A federal appeals court on Thursday unanimously ordered a federal trial judge in Florida to stop interfering with the Justice Department’s criminal investigation of how 200,000 pages of government documents – many of them highly secret — wound up at former President Donald Trump’s private resort, Mar-a-Lago.
A recurring them throughout the 21-page ruling was that Trump, as a former President, had no special rights that he could claim in challenging the seizure of the documents and what government prosecutors may do with them. Quoting from a Supreme Court decision in 1794, the opinion remarked: “To create a special exception here would defy our nation’s fundamental principle that our law applies ‘to all, without regard to numbers, wealth, or rank.’ “
The appeals court rejected every one of the legal arguments that Trump or his lawyers had made – calling some of them “a sideshow” – in their attempt to block prosecutors from using the trove of government documents seized during an FBI search at Mar-a-Lago on August 8.
Using mostly restrained judicial language, the tribunal nonetheless issued a stinging rebuke of U.S. District Judge Aileen M. Cannon of West Palm Beach, Fla., who has kept the government investigation of the Mar-a-Lago documents under a legal cloud for three months. She has relied on a theory of her authority that the new decision found to be entirely without legal support. The order told her to dismiss the entire proceeding, which Trump began two weeks after the search was carried out.
Methodically ticking off the four parts of the formula long used to determine if a federal judge has the kind of authority that Judge Cannon claimed, the appeals tribunal turned each aside. Among those, it indicated, the most important is whether the property was seized with a “callous disregard” of the rights of the occupant of the property. The court found no evidence of that; even Judge Cannon had found no evidence of that, but she said Trump was entitled to some special concern as a former President. That argument was firmly rejected by the three-judge panel.
The Justice Department had obtained authority from a different federal judge in Florida to make the search of Trump’s resort, saying that it was probing whether the former President had mishandled or destroyed some of the papers, whether he had obstructed the investigation, and whether he had violated espionage law. The government is carrying on a separate national security intelligence probe, to try to determine if the documents fell into the wrong hands. Officials also are trying to find out if Trump had any such documents at his other hotels or properties.
Trump has the legal right to take the issue to the Supreme Court, but he has already been rebuffed there, when the Justices refused in mid-October – without any noted dissents – to hear a preliminary legal challenge by the Trump team.
The new ruling by the three-judge panel of the U.S. Court of Appeals for the Eleventh Circuit – known to be a generally conservative bench – was an unsigned opinion that spoke for three judges who were appointed by either President George W. Bush or by Trump himself. The panel included Chief Circuit Judge William H. Pryor, Jr., and Circuit Judges Britt C. Grant and Andrew L. Brasher.
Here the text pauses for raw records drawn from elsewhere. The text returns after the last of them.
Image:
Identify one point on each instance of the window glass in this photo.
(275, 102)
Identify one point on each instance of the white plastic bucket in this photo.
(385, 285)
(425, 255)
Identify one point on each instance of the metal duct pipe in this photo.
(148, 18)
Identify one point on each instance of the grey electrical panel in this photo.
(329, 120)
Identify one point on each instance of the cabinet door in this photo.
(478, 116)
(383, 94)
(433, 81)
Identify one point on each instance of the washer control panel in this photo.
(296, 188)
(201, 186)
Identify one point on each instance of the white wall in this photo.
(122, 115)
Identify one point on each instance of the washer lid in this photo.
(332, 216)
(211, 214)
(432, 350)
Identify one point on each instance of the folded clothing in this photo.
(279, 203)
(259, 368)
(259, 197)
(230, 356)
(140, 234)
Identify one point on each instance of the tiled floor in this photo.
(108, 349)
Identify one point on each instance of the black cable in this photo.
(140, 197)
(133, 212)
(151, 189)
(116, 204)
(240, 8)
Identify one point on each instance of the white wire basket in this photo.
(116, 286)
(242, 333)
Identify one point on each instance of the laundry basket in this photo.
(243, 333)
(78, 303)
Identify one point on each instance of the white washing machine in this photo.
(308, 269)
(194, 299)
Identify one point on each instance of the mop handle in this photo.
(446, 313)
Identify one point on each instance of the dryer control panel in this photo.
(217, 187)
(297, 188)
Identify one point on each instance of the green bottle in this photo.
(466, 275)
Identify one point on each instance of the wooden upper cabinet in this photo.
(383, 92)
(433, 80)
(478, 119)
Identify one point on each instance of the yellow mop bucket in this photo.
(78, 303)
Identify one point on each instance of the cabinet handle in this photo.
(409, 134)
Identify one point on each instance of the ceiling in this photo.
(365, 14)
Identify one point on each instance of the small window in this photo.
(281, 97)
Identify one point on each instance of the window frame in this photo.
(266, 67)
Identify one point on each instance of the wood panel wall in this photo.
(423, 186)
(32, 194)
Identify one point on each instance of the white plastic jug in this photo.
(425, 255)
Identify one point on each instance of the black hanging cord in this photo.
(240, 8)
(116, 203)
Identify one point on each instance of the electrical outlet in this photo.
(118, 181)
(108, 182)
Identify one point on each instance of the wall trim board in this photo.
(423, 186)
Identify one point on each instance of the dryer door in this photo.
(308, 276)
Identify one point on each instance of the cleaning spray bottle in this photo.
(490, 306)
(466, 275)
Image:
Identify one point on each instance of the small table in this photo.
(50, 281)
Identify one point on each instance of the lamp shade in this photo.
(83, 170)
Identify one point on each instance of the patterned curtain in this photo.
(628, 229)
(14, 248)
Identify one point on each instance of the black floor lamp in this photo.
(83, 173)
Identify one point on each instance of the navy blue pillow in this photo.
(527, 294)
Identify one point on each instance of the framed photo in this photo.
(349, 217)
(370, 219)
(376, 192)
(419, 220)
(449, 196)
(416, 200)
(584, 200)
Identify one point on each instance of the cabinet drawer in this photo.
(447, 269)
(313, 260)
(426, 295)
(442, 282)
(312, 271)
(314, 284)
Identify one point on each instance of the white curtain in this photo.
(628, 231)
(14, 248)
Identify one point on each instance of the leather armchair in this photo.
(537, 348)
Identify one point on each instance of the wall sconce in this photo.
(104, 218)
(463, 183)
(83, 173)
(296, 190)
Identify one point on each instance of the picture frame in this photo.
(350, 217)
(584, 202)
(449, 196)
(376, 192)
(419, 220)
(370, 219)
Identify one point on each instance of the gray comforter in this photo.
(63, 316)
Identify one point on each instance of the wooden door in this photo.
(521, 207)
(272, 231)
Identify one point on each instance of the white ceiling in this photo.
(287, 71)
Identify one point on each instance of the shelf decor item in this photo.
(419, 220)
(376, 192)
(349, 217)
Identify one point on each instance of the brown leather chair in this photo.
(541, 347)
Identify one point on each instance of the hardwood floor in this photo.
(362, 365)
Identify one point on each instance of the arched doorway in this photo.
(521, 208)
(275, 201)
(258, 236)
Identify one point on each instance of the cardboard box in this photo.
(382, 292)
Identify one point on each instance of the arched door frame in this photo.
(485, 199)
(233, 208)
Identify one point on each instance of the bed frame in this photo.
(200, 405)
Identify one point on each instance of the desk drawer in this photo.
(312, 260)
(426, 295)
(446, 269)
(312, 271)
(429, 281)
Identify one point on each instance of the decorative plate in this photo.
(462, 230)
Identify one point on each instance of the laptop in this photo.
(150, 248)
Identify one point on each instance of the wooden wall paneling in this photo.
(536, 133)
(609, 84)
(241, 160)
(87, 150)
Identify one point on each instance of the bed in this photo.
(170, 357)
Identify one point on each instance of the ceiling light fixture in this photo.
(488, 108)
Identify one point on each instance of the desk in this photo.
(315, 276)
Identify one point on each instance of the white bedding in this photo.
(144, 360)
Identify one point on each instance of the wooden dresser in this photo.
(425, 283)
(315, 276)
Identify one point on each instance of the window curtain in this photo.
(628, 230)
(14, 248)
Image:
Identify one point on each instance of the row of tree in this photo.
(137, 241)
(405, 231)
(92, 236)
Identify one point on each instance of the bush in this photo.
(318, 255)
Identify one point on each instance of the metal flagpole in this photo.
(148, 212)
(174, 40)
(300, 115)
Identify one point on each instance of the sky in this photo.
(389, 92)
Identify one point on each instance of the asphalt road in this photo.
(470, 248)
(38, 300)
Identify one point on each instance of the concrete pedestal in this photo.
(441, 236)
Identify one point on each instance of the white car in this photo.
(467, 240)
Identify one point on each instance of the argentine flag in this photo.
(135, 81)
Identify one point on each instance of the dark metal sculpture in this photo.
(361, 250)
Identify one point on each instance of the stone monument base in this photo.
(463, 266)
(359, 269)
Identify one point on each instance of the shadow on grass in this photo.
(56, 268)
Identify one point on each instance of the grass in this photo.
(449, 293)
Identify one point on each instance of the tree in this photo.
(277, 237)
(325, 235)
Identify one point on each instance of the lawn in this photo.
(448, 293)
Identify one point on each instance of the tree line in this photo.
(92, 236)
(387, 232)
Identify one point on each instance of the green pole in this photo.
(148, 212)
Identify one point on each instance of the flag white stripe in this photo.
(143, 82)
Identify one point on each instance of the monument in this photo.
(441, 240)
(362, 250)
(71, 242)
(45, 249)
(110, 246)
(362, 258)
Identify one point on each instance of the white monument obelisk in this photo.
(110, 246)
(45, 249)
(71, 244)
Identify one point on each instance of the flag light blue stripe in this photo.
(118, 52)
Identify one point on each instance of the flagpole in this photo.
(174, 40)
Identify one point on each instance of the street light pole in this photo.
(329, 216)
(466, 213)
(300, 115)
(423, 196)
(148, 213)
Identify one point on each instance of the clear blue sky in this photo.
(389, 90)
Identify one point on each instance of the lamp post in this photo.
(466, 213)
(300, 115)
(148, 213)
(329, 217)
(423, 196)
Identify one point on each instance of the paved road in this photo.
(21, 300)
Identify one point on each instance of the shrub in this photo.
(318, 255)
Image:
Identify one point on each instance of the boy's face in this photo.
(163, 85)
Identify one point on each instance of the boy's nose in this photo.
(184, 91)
The final page of the ruling declared that Judge Cannon had “improperly” granted Trump’s plea to set up an official review of the documents by a “special master” – a federal judge from New York — to determine if the former President had any legitimate legal claim to get the documents, or at least some of them, returned to him. The appeals court said Trump and his lawyers had offered no valid argument that he had a right to take them or get them back, even the personal items that were taken when they were mixed in with official papers.
The new ruling indicated that it would take effect in seven days. But it specified that the opinion was to be circulated among all 11 active judges on the Eleventh Circuit Court. The full court could reconsider the dispute, by a majority vote of the 11. Trump’s lawyers could ask for that, or they could go on to the Supreme Court, or both. They might first ask for a postponement of Thursday’s ruling pending further challenges.
The Justice Department criminal investigation of the document dispute is now being handled by a special federal prosecutor, Jack Smith, who will have the authority to recommend criminal charges if he finds sufficient evidence, but the ultimate decision to charge Trump would lie with Attorney General Merrick Garland.